Unfortunately that's not an option: the printer isn't mine - it's my employer's - it's 15 miles away and it's not on the network anyway. It's a Prusa Mk4 and it doesn't have the wifi module.

Typically I start a big print before leaving work and it's ready when I come back the next morning, so I don't annoy my coworkers using the printer for actual work during the day.

[-] nous@programming.dev 3 points 3 weeks ago

You could also print 2 layer circles/rectangles to cap the hole. Then melt/glue/weld the edges. Could use a soldering iron, hot knife, any glue or the 3dpen to do that and I would think it would give you a more consistent surface than the pen alone (and may not requite it at all). Worth trying at least.

Might even be worth creating a stepped hole to give better gluing surface like:

[-] ExtremeDullard@lemmy.sdf.org 1 points 3 weeks ago* (last edited 3 weeks ago)

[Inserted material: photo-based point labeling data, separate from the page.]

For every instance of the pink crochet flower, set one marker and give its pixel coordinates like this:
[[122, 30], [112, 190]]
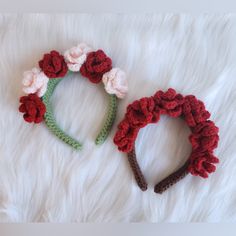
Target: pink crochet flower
[[115, 82], [76, 56], [35, 81]]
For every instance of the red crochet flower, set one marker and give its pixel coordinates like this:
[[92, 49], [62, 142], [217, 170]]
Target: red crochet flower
[[204, 136], [33, 108], [201, 163], [53, 65], [96, 64], [194, 111], [169, 102], [142, 112], [125, 136]]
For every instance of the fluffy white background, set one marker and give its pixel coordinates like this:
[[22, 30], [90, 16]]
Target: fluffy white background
[[42, 179]]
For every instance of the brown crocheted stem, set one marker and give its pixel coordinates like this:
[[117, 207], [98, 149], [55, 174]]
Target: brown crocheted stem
[[136, 170], [172, 179]]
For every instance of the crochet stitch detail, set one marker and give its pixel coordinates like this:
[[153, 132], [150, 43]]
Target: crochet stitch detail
[[109, 120], [204, 137], [50, 120]]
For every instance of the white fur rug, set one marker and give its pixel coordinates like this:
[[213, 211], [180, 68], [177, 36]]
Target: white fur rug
[[42, 179]]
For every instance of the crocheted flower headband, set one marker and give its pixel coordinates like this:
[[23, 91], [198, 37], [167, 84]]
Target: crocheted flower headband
[[204, 137], [39, 84]]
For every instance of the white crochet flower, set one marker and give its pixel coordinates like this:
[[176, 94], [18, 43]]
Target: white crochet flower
[[115, 82], [35, 81], [76, 56]]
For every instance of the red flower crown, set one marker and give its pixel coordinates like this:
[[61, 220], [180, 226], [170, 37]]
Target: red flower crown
[[204, 137], [39, 84]]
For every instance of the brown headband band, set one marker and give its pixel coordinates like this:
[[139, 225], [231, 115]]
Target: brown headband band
[[204, 137]]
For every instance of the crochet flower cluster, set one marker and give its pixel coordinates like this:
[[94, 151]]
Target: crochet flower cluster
[[204, 137], [94, 65]]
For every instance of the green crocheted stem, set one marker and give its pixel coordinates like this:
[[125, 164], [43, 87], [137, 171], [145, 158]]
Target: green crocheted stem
[[109, 120], [52, 125], [50, 120]]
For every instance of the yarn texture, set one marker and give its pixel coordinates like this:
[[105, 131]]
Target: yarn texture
[[93, 65], [204, 137]]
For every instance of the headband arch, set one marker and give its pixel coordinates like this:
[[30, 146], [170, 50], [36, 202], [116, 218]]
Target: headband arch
[[204, 137], [40, 84]]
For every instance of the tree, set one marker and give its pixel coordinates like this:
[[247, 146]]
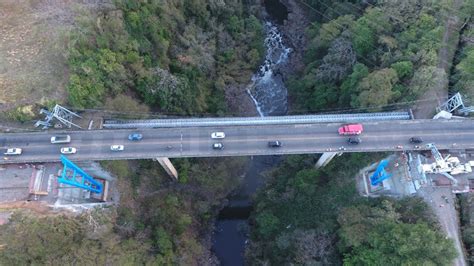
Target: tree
[[376, 88], [363, 37], [404, 69], [426, 78], [267, 224], [349, 86], [391, 243], [331, 30], [338, 61], [377, 235]]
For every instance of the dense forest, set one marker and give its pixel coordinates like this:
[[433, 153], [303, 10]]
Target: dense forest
[[310, 217], [158, 222], [364, 55], [180, 57], [176, 56]]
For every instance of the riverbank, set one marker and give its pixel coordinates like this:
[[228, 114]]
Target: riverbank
[[265, 95]]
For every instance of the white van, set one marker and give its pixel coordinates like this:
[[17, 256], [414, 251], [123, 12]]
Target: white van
[[61, 139], [13, 151]]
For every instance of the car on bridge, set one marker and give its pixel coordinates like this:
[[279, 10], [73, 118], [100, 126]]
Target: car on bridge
[[68, 150], [218, 146], [13, 151], [135, 137], [217, 135], [61, 139], [274, 144], [117, 148], [351, 129], [354, 140], [416, 140]]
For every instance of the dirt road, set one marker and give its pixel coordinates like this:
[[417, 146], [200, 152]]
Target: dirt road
[[439, 93]]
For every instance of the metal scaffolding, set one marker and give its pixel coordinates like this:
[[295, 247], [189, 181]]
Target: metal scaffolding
[[75, 176], [455, 103], [254, 121], [62, 114]]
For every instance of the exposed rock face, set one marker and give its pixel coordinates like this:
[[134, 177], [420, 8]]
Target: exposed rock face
[[294, 36]]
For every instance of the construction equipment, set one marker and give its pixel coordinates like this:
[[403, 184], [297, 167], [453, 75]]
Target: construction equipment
[[447, 166], [75, 176], [380, 174]]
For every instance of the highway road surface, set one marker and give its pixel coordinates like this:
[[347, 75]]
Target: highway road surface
[[239, 140]]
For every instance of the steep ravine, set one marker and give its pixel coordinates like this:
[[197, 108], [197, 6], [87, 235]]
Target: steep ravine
[[269, 95]]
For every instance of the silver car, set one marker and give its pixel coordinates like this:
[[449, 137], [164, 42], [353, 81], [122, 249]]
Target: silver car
[[13, 151], [117, 148], [68, 150]]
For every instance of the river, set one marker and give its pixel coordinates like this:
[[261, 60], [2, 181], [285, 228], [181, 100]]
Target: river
[[269, 94]]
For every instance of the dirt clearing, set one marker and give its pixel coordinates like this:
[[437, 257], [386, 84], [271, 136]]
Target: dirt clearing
[[32, 49]]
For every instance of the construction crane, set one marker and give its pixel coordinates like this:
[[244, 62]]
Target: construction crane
[[447, 166]]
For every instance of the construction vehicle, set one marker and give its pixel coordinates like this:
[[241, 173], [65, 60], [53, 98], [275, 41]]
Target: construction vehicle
[[447, 166], [351, 129]]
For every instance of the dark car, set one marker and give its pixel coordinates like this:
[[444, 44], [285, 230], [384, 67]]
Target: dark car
[[354, 140], [135, 136], [218, 146], [416, 140], [274, 144]]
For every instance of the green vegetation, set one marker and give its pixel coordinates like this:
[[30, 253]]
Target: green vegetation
[[308, 217], [177, 56], [467, 224], [158, 221], [369, 56], [464, 71]]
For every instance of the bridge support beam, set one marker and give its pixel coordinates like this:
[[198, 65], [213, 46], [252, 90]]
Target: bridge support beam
[[325, 159], [168, 166]]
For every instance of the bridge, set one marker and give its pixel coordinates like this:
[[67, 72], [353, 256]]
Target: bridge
[[241, 140]]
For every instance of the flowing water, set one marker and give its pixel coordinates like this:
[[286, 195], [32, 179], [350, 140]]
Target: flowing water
[[267, 89], [269, 94]]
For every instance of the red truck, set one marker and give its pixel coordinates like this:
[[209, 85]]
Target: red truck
[[351, 129]]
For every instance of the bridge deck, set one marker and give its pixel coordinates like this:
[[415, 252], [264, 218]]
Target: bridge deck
[[240, 140]]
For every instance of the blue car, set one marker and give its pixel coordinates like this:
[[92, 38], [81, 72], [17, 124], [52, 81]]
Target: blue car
[[135, 136]]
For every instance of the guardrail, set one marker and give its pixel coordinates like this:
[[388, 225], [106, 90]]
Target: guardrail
[[249, 121]]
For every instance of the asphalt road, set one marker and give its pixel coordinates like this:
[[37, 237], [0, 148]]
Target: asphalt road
[[239, 141]]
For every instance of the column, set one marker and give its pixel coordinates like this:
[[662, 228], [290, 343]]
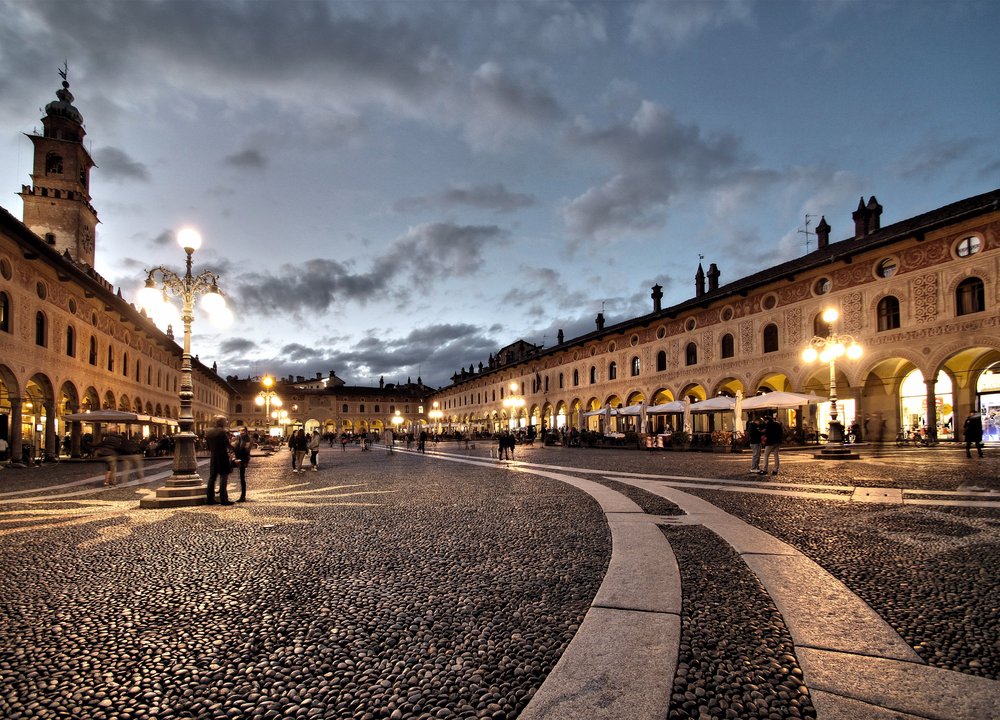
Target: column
[[931, 409]]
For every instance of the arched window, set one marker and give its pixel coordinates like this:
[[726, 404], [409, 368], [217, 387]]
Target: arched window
[[728, 345], [4, 312], [888, 313], [771, 338], [40, 335], [970, 296], [821, 328]]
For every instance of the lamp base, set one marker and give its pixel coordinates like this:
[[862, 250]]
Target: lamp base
[[180, 491]]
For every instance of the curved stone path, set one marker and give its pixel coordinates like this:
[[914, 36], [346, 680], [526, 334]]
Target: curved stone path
[[622, 661]]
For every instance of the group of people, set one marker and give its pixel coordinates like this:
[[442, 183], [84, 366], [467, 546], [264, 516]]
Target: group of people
[[765, 433]]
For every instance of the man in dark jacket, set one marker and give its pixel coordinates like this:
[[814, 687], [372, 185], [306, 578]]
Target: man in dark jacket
[[774, 433], [220, 463], [973, 433]]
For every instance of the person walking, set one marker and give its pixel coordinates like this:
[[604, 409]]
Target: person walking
[[299, 445], [973, 429], [220, 466], [314, 442], [774, 433], [243, 445], [755, 432]]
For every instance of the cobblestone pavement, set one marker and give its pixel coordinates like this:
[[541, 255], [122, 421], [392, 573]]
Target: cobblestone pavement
[[404, 586]]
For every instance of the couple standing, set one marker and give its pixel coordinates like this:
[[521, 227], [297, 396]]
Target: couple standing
[[221, 456]]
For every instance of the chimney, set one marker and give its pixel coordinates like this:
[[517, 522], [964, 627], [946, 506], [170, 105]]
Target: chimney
[[657, 296], [713, 277], [874, 215], [860, 217], [822, 233], [699, 282]]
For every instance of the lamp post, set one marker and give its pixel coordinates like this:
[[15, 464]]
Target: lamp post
[[828, 349], [513, 403], [184, 487], [435, 415], [266, 398]]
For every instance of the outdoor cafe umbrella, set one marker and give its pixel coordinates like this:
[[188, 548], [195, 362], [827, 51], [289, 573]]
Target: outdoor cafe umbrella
[[780, 400]]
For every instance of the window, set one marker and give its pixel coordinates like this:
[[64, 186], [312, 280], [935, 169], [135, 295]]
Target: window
[[888, 313], [970, 296], [4, 312], [968, 246], [886, 268], [771, 338], [821, 328], [728, 345], [40, 338]]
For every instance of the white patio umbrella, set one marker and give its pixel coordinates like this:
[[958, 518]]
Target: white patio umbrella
[[780, 399], [739, 425]]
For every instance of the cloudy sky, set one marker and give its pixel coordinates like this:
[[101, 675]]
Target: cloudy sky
[[399, 189]]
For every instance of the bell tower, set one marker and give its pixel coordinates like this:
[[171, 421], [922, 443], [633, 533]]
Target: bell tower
[[57, 204]]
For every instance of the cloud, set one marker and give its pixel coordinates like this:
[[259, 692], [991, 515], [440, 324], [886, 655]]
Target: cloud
[[656, 157], [117, 166], [248, 159], [494, 197], [656, 23]]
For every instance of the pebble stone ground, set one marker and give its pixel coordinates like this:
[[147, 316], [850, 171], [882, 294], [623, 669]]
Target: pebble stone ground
[[404, 586]]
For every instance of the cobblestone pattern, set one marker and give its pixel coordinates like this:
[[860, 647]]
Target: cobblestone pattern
[[444, 599], [932, 573], [732, 664], [650, 503]]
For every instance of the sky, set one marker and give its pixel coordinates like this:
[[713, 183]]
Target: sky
[[398, 189]]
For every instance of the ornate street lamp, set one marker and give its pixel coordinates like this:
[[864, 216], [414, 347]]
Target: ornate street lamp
[[513, 403], [184, 487], [266, 398], [828, 349]]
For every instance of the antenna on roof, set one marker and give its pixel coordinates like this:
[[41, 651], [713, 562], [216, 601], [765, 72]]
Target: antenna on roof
[[807, 232]]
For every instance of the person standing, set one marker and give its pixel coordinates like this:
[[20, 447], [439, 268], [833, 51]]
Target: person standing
[[973, 429], [299, 445], [220, 466], [774, 433], [755, 431], [314, 442], [243, 445]]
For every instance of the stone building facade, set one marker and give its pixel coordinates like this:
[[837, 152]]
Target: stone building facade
[[69, 342], [920, 296]]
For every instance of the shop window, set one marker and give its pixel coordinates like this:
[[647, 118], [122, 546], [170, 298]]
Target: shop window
[[771, 338], [970, 296], [888, 313], [728, 346]]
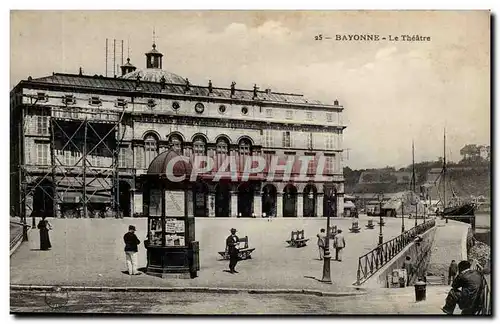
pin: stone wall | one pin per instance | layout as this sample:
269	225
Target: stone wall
420	256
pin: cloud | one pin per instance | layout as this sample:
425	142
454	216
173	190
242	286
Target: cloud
236	28
272	28
385	53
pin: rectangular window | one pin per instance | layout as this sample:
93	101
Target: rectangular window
329	117
286	139
329	164
69	100
122	157
42	97
268	138
95	101
139	157
42	127
42	153
120	102
330	141
309	141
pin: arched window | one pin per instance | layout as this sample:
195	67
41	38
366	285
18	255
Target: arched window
222	146
199	146
151	148
176	143
245	147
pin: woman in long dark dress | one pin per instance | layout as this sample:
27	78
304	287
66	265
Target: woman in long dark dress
44	227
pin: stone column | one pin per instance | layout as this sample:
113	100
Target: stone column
211	205
340	205
300	205
319	205
257	205
279	204
131	197
234	204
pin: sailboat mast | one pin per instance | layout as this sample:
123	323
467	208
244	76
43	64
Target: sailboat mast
413	163
444	169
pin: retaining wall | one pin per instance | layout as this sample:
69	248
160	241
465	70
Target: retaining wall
420	256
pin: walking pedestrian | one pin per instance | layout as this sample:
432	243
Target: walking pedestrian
44	226
452	271
339	244
321	243
232	244
131	243
408	266
466	291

I thought of doing something similar, but dovetailing the edge of the hole and making the plug slightly thicker so I could actually hammer it in - possibly cold - and make the material flow into the dovetail. Exactly like metal inlays. This would mechanically lock the plug in place.

Unfortunately, the walls around the magnets are really thin, so any hammering or applying heat beyond what a printer would apply laying filament on them is likely to deform / destroy them.

[-] nous@programming.dev 1 points 3 weeks ago

Or just glue it in... The glue is likely to be stronger then the thin layers of the 3d printed plug so you won't get much from a mechanical interlock. And then there is no pressure or risk of deforming anything.